The best model was that which was trained with randomly colored masks. The difference between it and the black-mask model was apparent, but not as significant a difference as between the control and random models.
Surprisingly, the model trained with masks created by real images performed slightly worse than using black or randomly colored masks, with a MAE of 0.665. The reason for this isn’t entirely clear; perhaps the model was leveraging these random backgrounds - despite them not having any sheep in them - for prediction, or perhaps eliminating all background information (via a single color) eliminates distraction and allows the model to focus solely on the sheep to be detected.

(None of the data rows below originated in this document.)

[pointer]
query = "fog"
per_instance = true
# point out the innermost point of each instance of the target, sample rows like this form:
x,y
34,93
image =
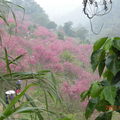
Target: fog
x,y
64,10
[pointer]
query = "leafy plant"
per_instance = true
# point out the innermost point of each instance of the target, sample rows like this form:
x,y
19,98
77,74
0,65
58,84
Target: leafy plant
x,y
104,95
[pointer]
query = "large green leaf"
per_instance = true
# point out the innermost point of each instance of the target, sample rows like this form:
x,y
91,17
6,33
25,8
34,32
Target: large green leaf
x,y
90,107
101,67
105,116
109,94
10,108
116,43
95,90
99,43
113,64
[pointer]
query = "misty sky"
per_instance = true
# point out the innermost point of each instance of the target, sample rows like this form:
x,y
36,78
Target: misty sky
x,y
58,8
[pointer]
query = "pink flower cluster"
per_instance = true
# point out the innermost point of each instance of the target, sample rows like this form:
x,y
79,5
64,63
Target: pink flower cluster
x,y
45,50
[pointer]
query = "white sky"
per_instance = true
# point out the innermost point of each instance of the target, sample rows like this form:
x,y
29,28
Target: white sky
x,y
59,7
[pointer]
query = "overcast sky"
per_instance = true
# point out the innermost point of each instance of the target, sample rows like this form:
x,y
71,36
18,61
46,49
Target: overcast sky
x,y
56,8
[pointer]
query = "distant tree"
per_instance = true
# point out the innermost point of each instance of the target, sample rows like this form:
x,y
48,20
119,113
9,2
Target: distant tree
x,y
34,11
82,33
60,35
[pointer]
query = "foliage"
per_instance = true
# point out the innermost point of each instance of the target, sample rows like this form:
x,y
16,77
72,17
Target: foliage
x,y
103,95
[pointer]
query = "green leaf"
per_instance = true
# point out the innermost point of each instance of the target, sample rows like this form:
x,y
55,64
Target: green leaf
x,y
95,90
108,44
9,109
108,74
101,67
105,116
32,103
96,58
99,43
90,107
116,43
113,64
109,93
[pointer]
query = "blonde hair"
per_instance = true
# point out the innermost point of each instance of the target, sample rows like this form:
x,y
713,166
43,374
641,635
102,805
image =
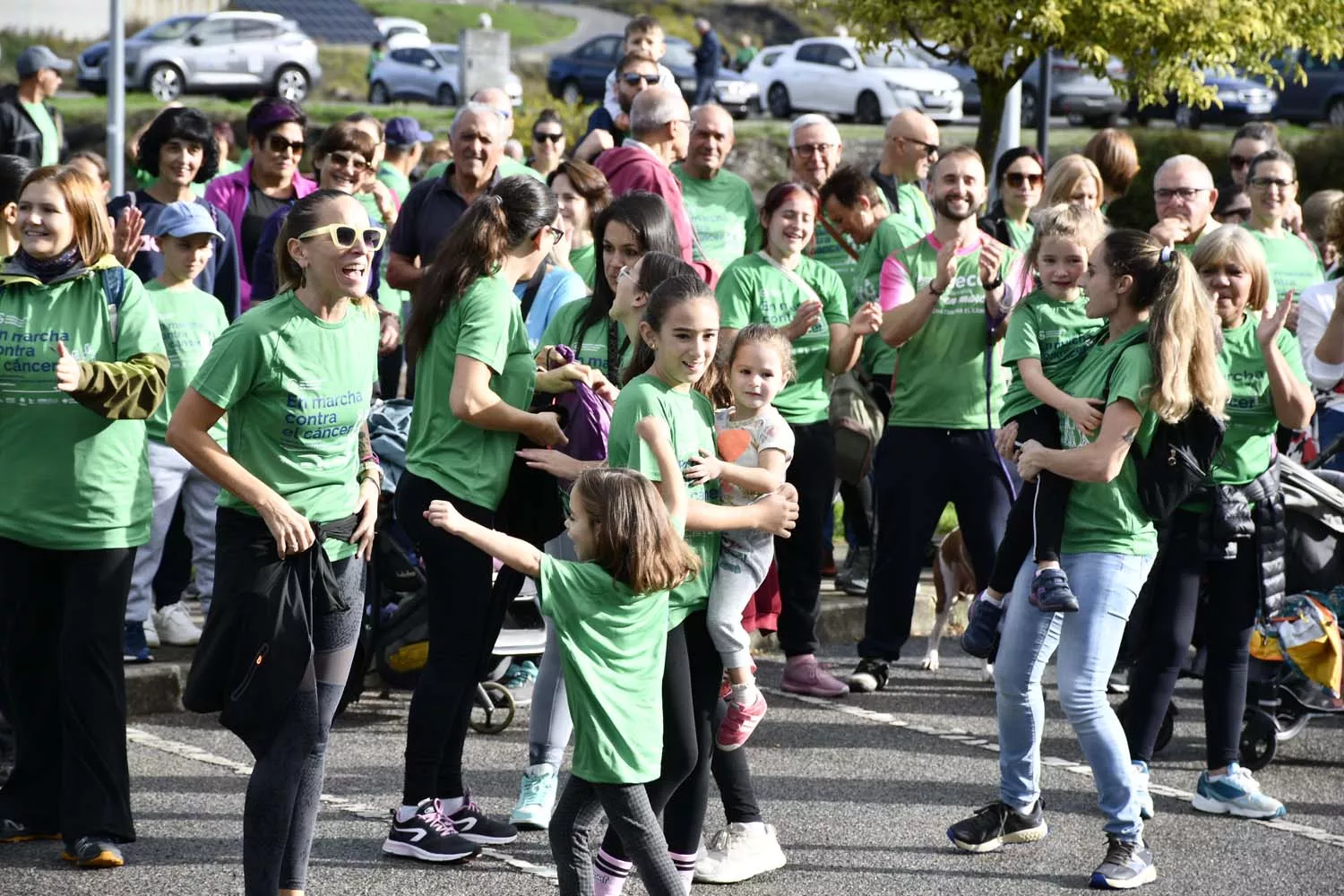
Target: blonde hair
x,y
1066,220
633,538
1236,245
1064,175
83,202
1183,335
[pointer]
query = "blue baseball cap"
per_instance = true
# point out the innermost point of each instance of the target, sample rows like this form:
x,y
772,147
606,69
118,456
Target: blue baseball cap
x,y
405,131
185,220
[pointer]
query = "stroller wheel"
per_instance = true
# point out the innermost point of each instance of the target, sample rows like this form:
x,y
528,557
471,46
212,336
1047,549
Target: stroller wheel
x,y
1260,739
494,710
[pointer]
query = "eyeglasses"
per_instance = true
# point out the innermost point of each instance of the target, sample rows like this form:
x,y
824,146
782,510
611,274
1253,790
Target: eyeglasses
x,y
1016,179
344,236
279,145
816,150
1269,183
1182,193
346,160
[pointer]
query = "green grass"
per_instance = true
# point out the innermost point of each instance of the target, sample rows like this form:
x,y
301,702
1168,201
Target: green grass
x,y
527,24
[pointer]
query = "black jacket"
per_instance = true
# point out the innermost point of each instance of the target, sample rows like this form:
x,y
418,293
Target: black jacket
x,y
19,134
258,637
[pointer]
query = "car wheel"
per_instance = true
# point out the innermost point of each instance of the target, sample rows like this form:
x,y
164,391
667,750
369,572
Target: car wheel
x,y
868,109
1335,115
164,82
292,83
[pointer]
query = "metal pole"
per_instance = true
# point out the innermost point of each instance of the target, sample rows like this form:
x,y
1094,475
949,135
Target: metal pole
x,y
1043,109
117,101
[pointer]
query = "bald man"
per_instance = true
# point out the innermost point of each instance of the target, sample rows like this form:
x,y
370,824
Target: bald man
x,y
909,151
660,136
1185,196
719,203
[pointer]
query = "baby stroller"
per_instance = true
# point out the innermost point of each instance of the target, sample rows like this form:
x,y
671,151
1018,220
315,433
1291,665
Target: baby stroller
x,y
394,640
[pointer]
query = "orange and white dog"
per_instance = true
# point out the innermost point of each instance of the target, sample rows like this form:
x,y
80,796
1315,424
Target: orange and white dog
x,y
953,582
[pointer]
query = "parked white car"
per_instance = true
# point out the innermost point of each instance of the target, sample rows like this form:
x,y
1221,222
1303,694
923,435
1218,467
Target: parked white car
x,y
832,75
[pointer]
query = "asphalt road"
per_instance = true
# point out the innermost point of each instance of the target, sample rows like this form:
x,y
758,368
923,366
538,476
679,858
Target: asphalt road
x,y
860,788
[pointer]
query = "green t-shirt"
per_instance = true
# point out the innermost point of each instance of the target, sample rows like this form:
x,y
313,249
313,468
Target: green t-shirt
x,y
74,479
1055,333
723,214
752,290
472,463
1292,263
297,392
691,422
892,234
943,366
1249,443
613,645
190,320
1107,517
583,261
47,128
394,180
593,346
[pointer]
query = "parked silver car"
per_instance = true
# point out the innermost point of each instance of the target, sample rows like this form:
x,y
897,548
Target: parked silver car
x,y
220,53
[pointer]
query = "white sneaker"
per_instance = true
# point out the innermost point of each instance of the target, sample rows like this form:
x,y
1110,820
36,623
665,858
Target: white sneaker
x,y
151,632
175,626
739,852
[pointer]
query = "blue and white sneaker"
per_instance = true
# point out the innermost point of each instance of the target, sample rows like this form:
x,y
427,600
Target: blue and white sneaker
x,y
1139,774
537,798
1236,794
1128,866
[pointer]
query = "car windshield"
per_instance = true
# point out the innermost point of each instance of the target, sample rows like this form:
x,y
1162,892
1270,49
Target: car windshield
x,y
169,30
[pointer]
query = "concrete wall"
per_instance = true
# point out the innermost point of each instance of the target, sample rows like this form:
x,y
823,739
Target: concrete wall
x,y
89,19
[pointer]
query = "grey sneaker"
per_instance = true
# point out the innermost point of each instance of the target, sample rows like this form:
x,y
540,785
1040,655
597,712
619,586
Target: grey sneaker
x,y
1128,866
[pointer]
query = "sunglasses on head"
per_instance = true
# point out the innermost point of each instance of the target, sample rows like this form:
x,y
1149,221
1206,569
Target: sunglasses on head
x,y
279,144
1016,179
344,236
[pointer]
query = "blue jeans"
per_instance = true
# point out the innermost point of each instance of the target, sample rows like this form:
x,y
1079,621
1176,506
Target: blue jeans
x,y
1088,641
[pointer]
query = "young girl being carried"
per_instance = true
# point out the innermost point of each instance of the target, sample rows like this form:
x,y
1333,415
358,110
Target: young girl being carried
x,y
755,446
610,611
1048,335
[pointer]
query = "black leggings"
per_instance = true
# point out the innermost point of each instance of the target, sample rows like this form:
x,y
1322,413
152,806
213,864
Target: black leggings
x,y
629,814
62,616
690,702
464,622
1038,514
284,791
1234,591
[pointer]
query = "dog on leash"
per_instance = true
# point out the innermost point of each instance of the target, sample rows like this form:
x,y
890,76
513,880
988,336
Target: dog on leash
x,y
953,582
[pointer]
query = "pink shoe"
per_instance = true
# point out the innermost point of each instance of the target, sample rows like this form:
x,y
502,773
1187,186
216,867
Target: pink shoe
x,y
739,723
804,675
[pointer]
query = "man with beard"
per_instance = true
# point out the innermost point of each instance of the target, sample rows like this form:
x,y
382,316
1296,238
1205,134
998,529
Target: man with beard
x,y
719,203
943,298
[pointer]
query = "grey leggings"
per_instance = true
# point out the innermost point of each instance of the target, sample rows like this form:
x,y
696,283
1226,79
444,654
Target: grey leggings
x,y
280,813
629,815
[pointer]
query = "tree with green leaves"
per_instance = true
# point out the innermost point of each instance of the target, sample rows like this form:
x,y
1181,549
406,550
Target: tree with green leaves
x,y
1166,45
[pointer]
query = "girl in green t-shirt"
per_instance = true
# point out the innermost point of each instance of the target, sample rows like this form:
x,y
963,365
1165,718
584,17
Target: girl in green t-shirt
x,y
610,611
1269,390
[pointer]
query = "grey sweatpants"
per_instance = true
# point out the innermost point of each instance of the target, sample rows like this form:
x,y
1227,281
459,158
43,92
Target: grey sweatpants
x,y
744,562
171,474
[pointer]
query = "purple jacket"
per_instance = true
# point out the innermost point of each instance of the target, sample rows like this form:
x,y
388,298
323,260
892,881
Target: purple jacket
x,y
228,194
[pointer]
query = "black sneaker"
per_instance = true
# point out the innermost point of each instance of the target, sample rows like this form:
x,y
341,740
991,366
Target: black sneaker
x,y
427,836
995,825
1128,864
476,826
868,676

Using a single model on a single dataset gives us only a small insight into the results. To validate the difference between these models further I evaluated a set of models at different training iterations on the testing dataset. 9 models were evaluated on the test set, with their MAE values being averaged over the 9 results. The 9 models were taken every 300 iterations from 4500 to 6900. This range was chosen as models tended to converge around this stage of training. Averaging values over a set of models somewhat eliminates the noise in the results that occurs from training the models; model performance varies chaotically between iterations (doesn’t monotonically improve), so averaging a set of values smooths out these differences.
|Control||Mask - Black||Mask - Random||Mask - Real|
Table 2: Average MAE of models obtained from iterations 4500-6900 (average of 9 values)
Table 2 shows the results of this experiment (full table in appendix). Largely the story is the same: the control (no masking) model performed the worst, while masking background sheep with a randomly colored masks provides the most significant boost in performance (47% improvement in MAE). As the values being averaged are not completely independent, performing a paired t-test between them is somewhat disingenuous; this makes it difficult to make any strongly founded claims about the results. Despite this, the averaged performance score trends matching the trends found in Table 1 strengthens the claim that unlabelled background objects negatively affect model performance, and so they should be masked out. The MAE for masking via a black mask or random colored mask are similar, however, in this case the randomly colored mask performed better and so will be used for the final training dataset in the project.
Overall, the outcome of the research was positive. The hypothesis, that unlabeled objects can interfere with detection models and should therefore be masked out, has been shown to be true. Labeling all objects of interest should be done if the capacity is there, however in lieu of that, simply hiding the unlabeled objects is the next best option. Masking background objects can be done incredibly quickly as most images need only a single polygon drawn.
These experiments were only done on a single dataset with one model architecture, so the results may not hold in all cases and shouldn't be taken as gospel. Despite this, masking has been shown to improve the model’s performance and so probably should be done for cases similar to the one shown.